Redemption Song (Verse II)

I'm not thrilled with the outcome, but it would be hard to be disappointed with last night's game. Both the Yankees and the Angels demonstrated the confidence and tenacity of champions. One couldn't help but feel that, although it was just the second game of the series, there was a whole season riding on the outcome. Of course, the Angels path isn't insurmountable even now, but that fickle mistress, Momentum, is unmistakably partial to wins like these.

When Chone Figgins came up with a man in scoring position in the 11th inning, it seemed almost inevitable, fated that he would break his 0-for-18 drought. But, of course, when A-Rod stepped to the plate in the bottom of the inning, Destiny again reared its ugly head.

One has to wonder: what was Fuentes thinking? The count was 0-2. He had just located a pair of fastballs which seemed to catch A-Rod a little off his guard. Now the closer had at least three opportunities to throw his wicked slurve, his so-called "out pitch," which was working quite well, he proved, during the remainder of the inning. He didn't have to throw it for a strike. He could test it out a bit. Keep it down and away. Three chances to get A-Rod to either chase away (something he'd done, conspicuously, in his previous at bats), or drop an unhittable bender on the outside corner at the knees. Something he'd have no choice but to spit on.

And that wasn't the only option. Fuentes could've elevated the fastball, brought it up to eye level, or run it way inside, try to saw him off. If he bloops one into left field for a single, so be it? If he walks him, so what? Then you match up, lefty vs. lefty (or switch-hitter), against the next five hitters in the Yankees lineup.

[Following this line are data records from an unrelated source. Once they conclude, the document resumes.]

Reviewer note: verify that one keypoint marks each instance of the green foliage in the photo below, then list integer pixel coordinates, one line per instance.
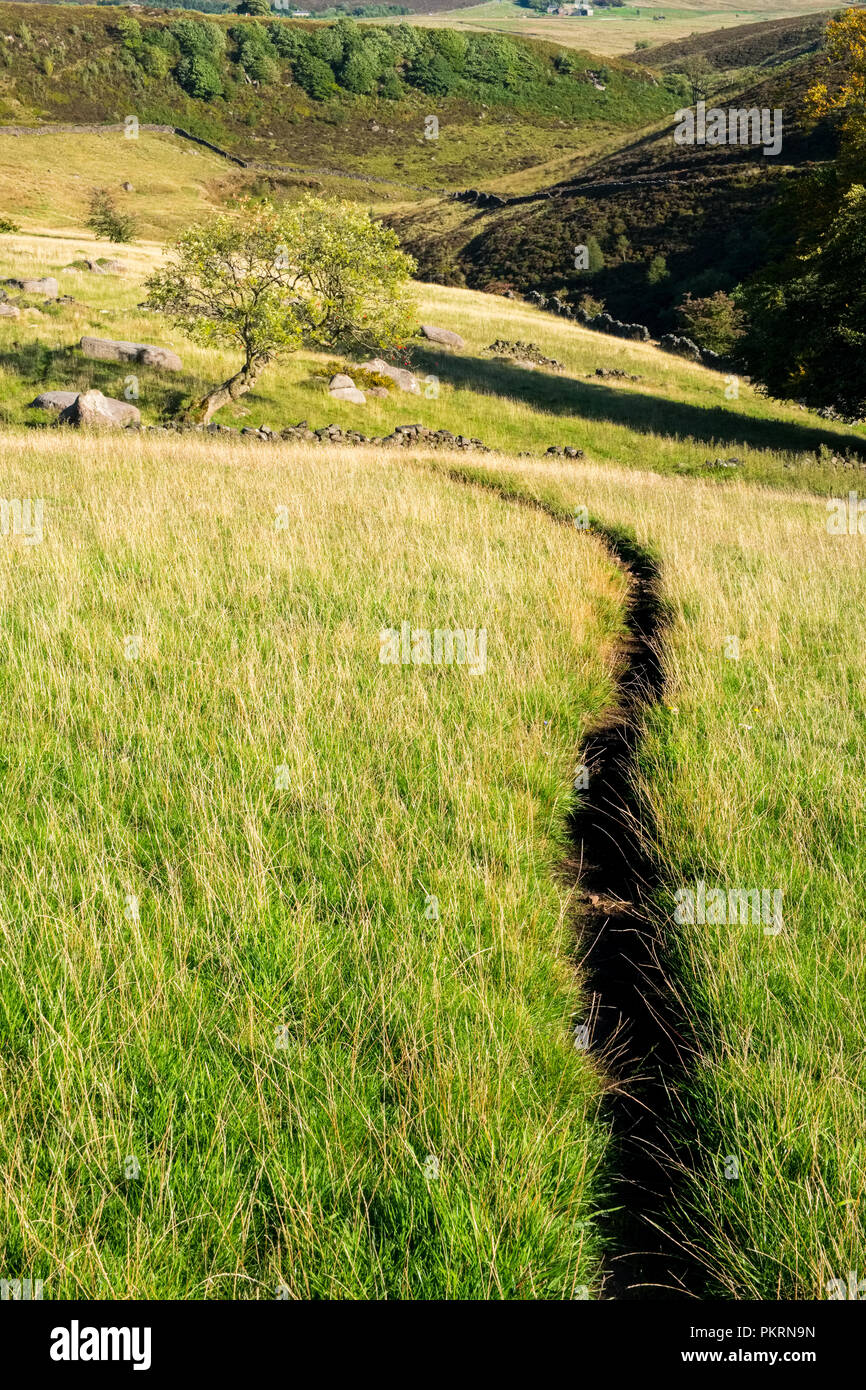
(106, 221)
(325, 43)
(658, 270)
(452, 46)
(359, 72)
(591, 305)
(715, 321)
(433, 74)
(256, 52)
(285, 39)
(595, 255)
(314, 75)
(270, 278)
(199, 38)
(154, 61)
(199, 77)
(806, 319)
(391, 88)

What the situation defiantly does not call for is a fastball at the letters; one of those that runs towards A-Rod, looking like a kickball on the outside half of the plate. Not many of the Yankees have opposite-field power. Even Texeira looks like pretty much a dead-pull hitter from either side of the plate. But A-Rod, he can definitely reach the short porch. He can reach any porch, anywhere, if you throw him a meatball like that. He didn't even put that great a swing on that ball, with his wet gloves, rain and all. On a clear night, he probably blasts that pitch over the bullpen. Shame on you, Fuentes. Shame on you.